Then, government must do no harm — or more precisely, stop doing harm. It is stifling what the great John Maynard Keynes called the "animal spirits" of British entrepreneurs and businessmen, the drive and risk-taking of which Britain's businessmen and workers are capable. 

Finally, it must recognise that the history of interventionist government is the history of the gap between intentions and successful implementation. Put differently, it must recognise that there are times when less is more, when the temptation to respond to a clamour for immediate results must be stifled lest the long-term performance of the economy suffer, when the itch to "do something" must be ignored rather than scratched.  

The government inherited an unsustainable budget deficit. If there was any doubt about that before Greece focused policymakers on the speed with which a nation could become unable to borrow at affordable interest rates, that doubt is now gone. The question is not whether to get the fiscal house in order, but how to do it, and at what speed. And not only to satisfy international investors, who at the moment see Britain and its huge deficit as no more threatening than Germany with its reputation for fiscal probity, but also to set a predictable macroeconomic framework that reduces the uncertainty that is such a deterrent to the willingness of entrepreneurs small and large to invest in businesses and jobs.
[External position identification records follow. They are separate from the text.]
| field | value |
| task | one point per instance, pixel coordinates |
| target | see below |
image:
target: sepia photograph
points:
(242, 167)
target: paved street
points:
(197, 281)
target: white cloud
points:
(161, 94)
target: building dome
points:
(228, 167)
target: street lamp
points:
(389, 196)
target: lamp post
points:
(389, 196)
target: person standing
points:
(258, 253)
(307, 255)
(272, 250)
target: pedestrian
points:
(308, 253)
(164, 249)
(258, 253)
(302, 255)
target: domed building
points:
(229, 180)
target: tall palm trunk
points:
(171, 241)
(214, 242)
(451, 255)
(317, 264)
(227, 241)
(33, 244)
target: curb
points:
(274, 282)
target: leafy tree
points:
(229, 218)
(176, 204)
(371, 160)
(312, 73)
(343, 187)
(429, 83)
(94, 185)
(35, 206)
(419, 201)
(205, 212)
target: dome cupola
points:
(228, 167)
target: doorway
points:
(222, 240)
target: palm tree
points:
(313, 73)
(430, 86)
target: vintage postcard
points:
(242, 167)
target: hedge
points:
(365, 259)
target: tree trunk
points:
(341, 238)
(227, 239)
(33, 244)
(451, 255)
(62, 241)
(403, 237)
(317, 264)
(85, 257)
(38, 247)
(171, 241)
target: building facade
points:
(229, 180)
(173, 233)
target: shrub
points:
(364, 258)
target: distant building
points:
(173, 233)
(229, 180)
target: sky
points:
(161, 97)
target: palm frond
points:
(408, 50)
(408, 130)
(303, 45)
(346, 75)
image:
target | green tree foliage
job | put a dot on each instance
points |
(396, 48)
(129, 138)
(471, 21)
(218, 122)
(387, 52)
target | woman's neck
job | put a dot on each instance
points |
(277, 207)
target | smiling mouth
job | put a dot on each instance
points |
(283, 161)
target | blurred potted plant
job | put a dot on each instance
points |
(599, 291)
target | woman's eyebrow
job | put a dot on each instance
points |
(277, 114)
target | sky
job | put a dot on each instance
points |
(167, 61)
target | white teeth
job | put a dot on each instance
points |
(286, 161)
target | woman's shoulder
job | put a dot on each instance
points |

The government has decided that the way forward is deficit reduction, quickly. Theoretically, it is to cut £3 of spending for every £1 to be raised by taxes, and get the deficit down to comfortably sustainable levels by the end of this parliament. It is the timing rather than the goal that is the source of controversy. Too fast, says the shadow Chancellor, Ed Balls. The pace of deficit reduction, already (he argues) a major source of slowing growth and rising unemployment, will produce a recession, exacerbating rather than reducing the deficit. He might be right; he certainly is not certainly wrong, and the latest economic data, showing the economy is slowing, seem to be coming in on his side of the argument. But then again neither is the Chancellor wrong to defend the course he has chosen by pointing out the dire consequences for the deficit of the rise in borrowing costs that would certainly follow in the absence of a credible deficit-reduction plan — his. Both approaches stand on equally firm ground, at least theoretically and at least in the short run.